Beyond this, there remains open opportunity in terms of content supply vs. demand. The dystopian genre garners high demand but there’s a low supply of content that meets this criteria in the marketplace, yet HBO’s adaptation of acclaimed video game The Last of Us and Netflix’s Korean drama Goodbye Earth will help fill this void in 2023. Similarly, the neo-noir, western, procedural and satire genres also draw significant demand while facing considerably less competition than traditional dramas and comedies. Content providers can build around these concepts to help address underserved markets. 

Conversely, streaming has provided a blueprint for broadcast in many ways. Specifically, Netflix’s French drama Lupin — which reached a peak U.S. demand of 14.22x in 2021 — offers a formula the Big Four can follow. 

The thriller is a retelling of the classic French story about Arsène Lupin, the world-famous gentleman thief and master of disguise. It’s a clever way of adapting familiar IP and concepts by modernizing it for contemporary audiences.
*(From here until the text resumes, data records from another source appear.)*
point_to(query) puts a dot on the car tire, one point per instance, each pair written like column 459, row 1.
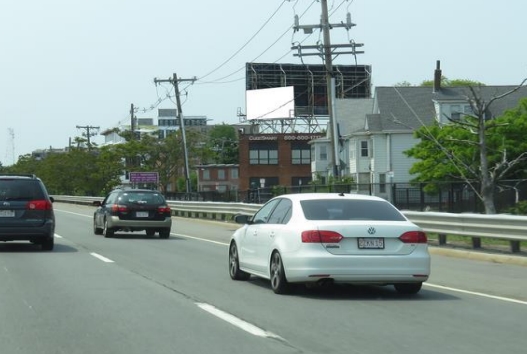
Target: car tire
column 48, row 244
column 107, row 231
column 234, row 264
column 408, row 288
column 164, row 233
column 278, row 279
column 96, row 230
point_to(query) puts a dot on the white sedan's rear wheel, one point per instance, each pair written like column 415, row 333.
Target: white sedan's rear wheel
column 279, row 282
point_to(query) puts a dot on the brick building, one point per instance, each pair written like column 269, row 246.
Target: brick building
column 268, row 160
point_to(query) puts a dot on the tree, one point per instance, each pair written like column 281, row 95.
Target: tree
column 475, row 149
column 223, row 142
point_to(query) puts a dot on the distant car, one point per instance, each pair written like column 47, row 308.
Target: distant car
column 26, row 210
column 132, row 210
column 316, row 238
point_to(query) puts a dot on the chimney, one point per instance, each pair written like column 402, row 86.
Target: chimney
column 437, row 77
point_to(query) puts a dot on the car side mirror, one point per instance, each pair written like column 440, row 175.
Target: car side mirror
column 242, row 219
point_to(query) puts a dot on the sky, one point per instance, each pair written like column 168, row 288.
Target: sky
column 76, row 63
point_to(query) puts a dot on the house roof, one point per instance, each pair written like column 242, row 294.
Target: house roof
column 408, row 108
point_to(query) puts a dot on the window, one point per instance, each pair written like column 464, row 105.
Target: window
column 263, row 153
column 364, row 151
column 300, row 153
column 382, row 182
column 323, row 156
column 455, row 112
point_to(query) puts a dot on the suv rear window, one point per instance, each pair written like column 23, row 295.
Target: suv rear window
column 20, row 189
column 141, row 198
column 350, row 209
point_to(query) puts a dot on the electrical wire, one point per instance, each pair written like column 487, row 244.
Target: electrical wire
column 246, row 43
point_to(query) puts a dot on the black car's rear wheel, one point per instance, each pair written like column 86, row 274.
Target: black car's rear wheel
column 408, row 288
column 96, row 230
column 279, row 282
column 234, row 264
column 107, row 231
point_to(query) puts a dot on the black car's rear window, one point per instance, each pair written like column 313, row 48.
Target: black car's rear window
column 142, row 198
column 21, row 189
column 350, row 209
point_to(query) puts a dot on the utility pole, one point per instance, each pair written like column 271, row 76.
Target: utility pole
column 132, row 121
column 327, row 51
column 175, row 81
column 89, row 133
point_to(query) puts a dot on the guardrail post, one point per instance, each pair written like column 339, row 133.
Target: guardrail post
column 515, row 246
By doing so, this also expands the potential reach of the IP (overall gender distribution for Lupin was 55.1% male, 44.9% female and was most popular among viewers born between 1992-1998). Rather than relying on the existing audience demographic, which broadcast has done without much change as it continues to tailor content to the same viewers, shows like Lupin can target new fans. 

Creators George Kay and Francois Uzan built the show around a likable protagonist and charismatic lead in Omar Sy, giving it an enticing star-driven appeal. This is a breath of fresh air at a time in which broadcast has chased the highs of LOST by investing in ensemble dramas with multiple main characters for years while cable birthed the age of the unlikable protagonist over the last two decades (no one really wants to grab a beer with Tony Soprano or Walter White). Lupin is also a globetrotting four-quadrant fun that allows the series to travel well across overseas markets (a lively soundtrack helps), which can be key to a show’s overall financial performance.

Conclusion

Sitcoms and procedurals may not always elicit millions of hashtags from Film Twitter or dominate the Emmys discourse between critics. Law & Order and NCIS aren’t sexy in an era of blockbuster franchise IP featuring superheroes and Jedi. But broadcast content consistently appeals to broad audiences — at a fraction of the cost -- at a time when streamers are battling for every last subscriber in a hyper competitive market. Network titles are proven to fit well within the ad-supported format that is rapidly overtaking the OTT market. 

The ease of access these platforms provide are much-needed stepping stones for streaming exclusives hoping to be noticed as viewers are bombarded with more options than ever. And the strategic flexibility the proliferation of viewing platforms provides can be leveraged to maximize awareness and audience demand with a multi-pronged distribution effort. 

Broadcast TV may no longer be the dominant entertainment option, but the lessons the entire TV industry can learn from the medium remain valuable.